手机提示音响起的时候,我正把红色西装外套搭在椅背上。
上一场会议刚结束,行政收走了几个小组的纸质加班本。有人摔门而出,文件散了一地。林晓站在门口,手里拿着一叠盖了红章的公告。她问我接下来怎么办。
我说,全面推行。
现在,高层会议室的门开了。我整了整领口,走进去。
长桌两侧已经坐满。陈总在主位翻资料,抬头看了我一眼。我没说话,把U盘插进投影接口。
“今天议程第一项,”我说,“绩效考核优化与弹性工作制试点转正。”
话音刚落,对面就传来一声轻笑。
“又是你这套。”一个男声开口,“让员工想来就来,想走就走?公司是养老院吗?”
我看过去。他是赵峰以前的副手,现在管着两个大组。他手里捏着一份文件,像是早有准备。
“这不是放任。”我说,“是效率重组。”
我把屏幕切到数据页。
“过去六周,试点团队人均有效工作时长集中在四点二小时。任务闭环率提升百分之三十五,客户满意度九十五以上。离职率下降百分之二十五。”
会议室安静了几秒。
“个别案例不能代表整体。”他翻开文件,“而且这套系统上线,IT要改接口,HR要重设规则,培训成本谁来承担?”

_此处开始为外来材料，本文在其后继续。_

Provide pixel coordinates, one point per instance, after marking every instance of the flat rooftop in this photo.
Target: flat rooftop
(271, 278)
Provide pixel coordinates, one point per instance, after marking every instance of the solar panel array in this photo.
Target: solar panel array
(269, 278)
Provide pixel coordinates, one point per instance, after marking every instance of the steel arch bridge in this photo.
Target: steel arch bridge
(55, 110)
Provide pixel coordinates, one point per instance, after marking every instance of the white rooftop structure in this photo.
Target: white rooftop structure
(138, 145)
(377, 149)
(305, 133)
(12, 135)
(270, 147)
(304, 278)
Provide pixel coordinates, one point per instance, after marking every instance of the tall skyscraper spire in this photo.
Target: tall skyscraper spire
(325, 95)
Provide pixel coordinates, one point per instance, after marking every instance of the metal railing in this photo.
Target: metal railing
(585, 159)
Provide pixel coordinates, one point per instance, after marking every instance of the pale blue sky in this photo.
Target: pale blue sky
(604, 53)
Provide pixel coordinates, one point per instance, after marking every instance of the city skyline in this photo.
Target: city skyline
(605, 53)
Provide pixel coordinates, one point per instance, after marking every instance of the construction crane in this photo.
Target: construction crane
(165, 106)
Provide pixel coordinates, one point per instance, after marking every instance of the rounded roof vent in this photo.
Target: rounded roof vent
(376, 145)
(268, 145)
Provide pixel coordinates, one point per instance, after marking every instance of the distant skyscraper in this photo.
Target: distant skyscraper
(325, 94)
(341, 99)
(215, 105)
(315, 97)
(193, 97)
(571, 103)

“所有技术接口已完成测试。”我调出系统后台截图,“权限配置、考勤识别、免扰时段标记功能全部就绪。明天就能全公司推送。”
他没接话。
我又打开一段视频。
画面里是他自己,在三个月前的内部研讨会上发言:“现在的KPI只看加班时间,根本不反映真实产出。再这样下去,优秀的人只会跑得更快。”
他猛地抬头。
“你什么时候——”
“这段记录来自合规存档。”我说,“你说得对。所以我们提前改了。”
他张了张嘴,又合上。
陈总翻着手里的报告,忽然问:“如果推广,会不会出现钻空子的情况?比如有人打着‘核心工作’名义早退?”